The debate springs up in that players that went off to the Bahamas for the U.S. holiday will never be able to receive the Sinister Dragon Mask.  Players that did not pre-order Guild Wars Factions will never be able to wear a Tengu Mask.  And, with new festival hats for each of the five years of Halloween and Wintersday, it is very easy to have missed out on a favorite.  Those that missed out ask for something like Guild Wars costumes that can be purchased any time.  Those with the specific festival hats, appreciably, want them to maintain their exclusivity.  This debate springs up like clockwork nearly every Guild Wars festival.

A huge part of their charm is the fact they are exclusive.  I love pulling my Pumpkin Crown, the first ever festival hat in Guild Wars, out among the crowds during the Halloween festivities.  I don’t care if no one notices or appreciates my account’s age, wearing the Pumpkin Crown is nostalgic for me.  If everybody could purchase the simple festival hat for a couple bucks, it is unlikely that the Festival Hat Maker would ever create another Pumpkin Crown for me again.  The charm would be lost.  Instead of “hard earned” unlockables, nearly all of the festival hats would become mere notches in some invisible belt.
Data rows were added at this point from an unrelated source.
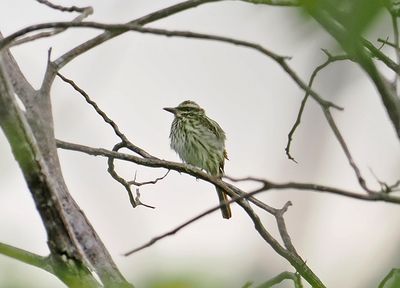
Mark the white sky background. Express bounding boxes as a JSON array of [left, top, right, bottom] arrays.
[[0, 0, 400, 287]]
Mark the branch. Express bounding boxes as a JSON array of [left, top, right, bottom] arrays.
[[242, 0, 301, 7], [36, 0, 92, 13], [256, 271, 303, 288], [0, 22, 343, 110], [57, 140, 325, 287], [225, 176, 400, 204], [306, 5, 400, 138], [0, 243, 55, 274], [0, 55, 99, 287], [57, 72, 153, 158], [9, 0, 93, 47], [54, 0, 220, 70], [128, 169, 171, 186], [285, 50, 350, 163]]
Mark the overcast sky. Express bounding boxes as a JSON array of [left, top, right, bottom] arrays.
[[0, 0, 400, 287]]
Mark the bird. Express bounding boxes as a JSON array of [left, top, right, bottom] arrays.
[[164, 100, 232, 219]]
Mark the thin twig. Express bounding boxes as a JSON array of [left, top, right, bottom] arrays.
[[57, 72, 153, 158], [0, 22, 343, 110], [323, 108, 376, 193], [36, 0, 91, 13], [9, 4, 93, 47], [57, 140, 325, 287], [0, 243, 55, 274], [128, 169, 171, 186], [285, 49, 350, 163], [390, 13, 400, 93], [107, 142, 155, 209]]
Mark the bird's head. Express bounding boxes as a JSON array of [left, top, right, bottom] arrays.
[[164, 100, 204, 118]]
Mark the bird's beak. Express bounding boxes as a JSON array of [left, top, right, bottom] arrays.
[[163, 107, 176, 114]]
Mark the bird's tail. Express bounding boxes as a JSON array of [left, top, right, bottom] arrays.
[[216, 187, 232, 219]]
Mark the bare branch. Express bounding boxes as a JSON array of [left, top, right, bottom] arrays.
[[36, 0, 93, 13], [285, 49, 350, 163], [224, 176, 400, 204], [255, 271, 303, 288], [0, 243, 55, 274], [9, 0, 93, 47], [128, 169, 171, 186], [323, 109, 375, 193], [242, 0, 301, 7], [57, 140, 325, 287], [57, 72, 153, 158], [0, 22, 343, 115]]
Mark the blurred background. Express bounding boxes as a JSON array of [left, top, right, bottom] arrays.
[[0, 0, 400, 287]]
I do not have every available notch in my festival hat.  I believe I am missing 4-6 hats.  At the very least, I know I missed the festival hat payday of Wintersday 2006 with four festival hats dropping instead of the usual two.  It’s a double sting because it has the single Wintersday hat (out of 12) that I want for my head-banging necro – the Great Horns of Grenth.  As far as I know, I will never get it.

It’s so easy, though, ArenaNet!  Just put the Great Horns of Grenth up for sale at the in-game store for $5, and I can guarantee at least one sale.  You won’t have to pay for any artist time.  Oh, how a boy can dream.

In reality, the slope is way too slippery.  Festival hats seem like a good candidate for monetization because they are so widely available.  Players can nearly view them as an item available to all.  Yet, there is no good way to determine how much exclusivity can be sacrificed.  What about birthday miniatures?  Everybody can get a 5-year pet eventually.  How about an ultra-rare item skin with a drop rate zeros below the decimal place?  All the societal leech did was spend a month of straight grinding to get it.  There is no good way to determine how much exclusivity could be sacrificed to the microtransaction gods before the golden goose gets gibbed.

The best way, in my humble opinion, is to sell similar items.  The items should have shades of the same exclusivity of the original item, even if any perceived exclusivity would be false.  If anything this would increase the exclusivity of the original.  I wouldn’t mind a Guild Wars Festival Hats pack with a new take on some of the greatest hits (with a Great Horns of Grenth knockoff).  I’m sure there is a market for a Green Murloc Egg in World of Warcraft, and I am looking forward to see what buyable cosmetic items will be available in F2P Lord of the Rings Online.  Just leave my Cloak of the Dark Halls alone.

–Ravious
gift horse in the mouth

9 thoughts on “…Was This T-Shirt”

  1. Make every fluff item attainable through normal means in their time (while the offer lasts) and after they expire… festival is over, seasonal quest no longer available, etc… sell it to whoever wants to buy it for a buck or two.

    Everybody wins.

  2. The only title I use anymore in LotRO is “Master of Forgotten Lore,” which could only be earned by completing a limited time event quest related to Eregion’s Ring Lore.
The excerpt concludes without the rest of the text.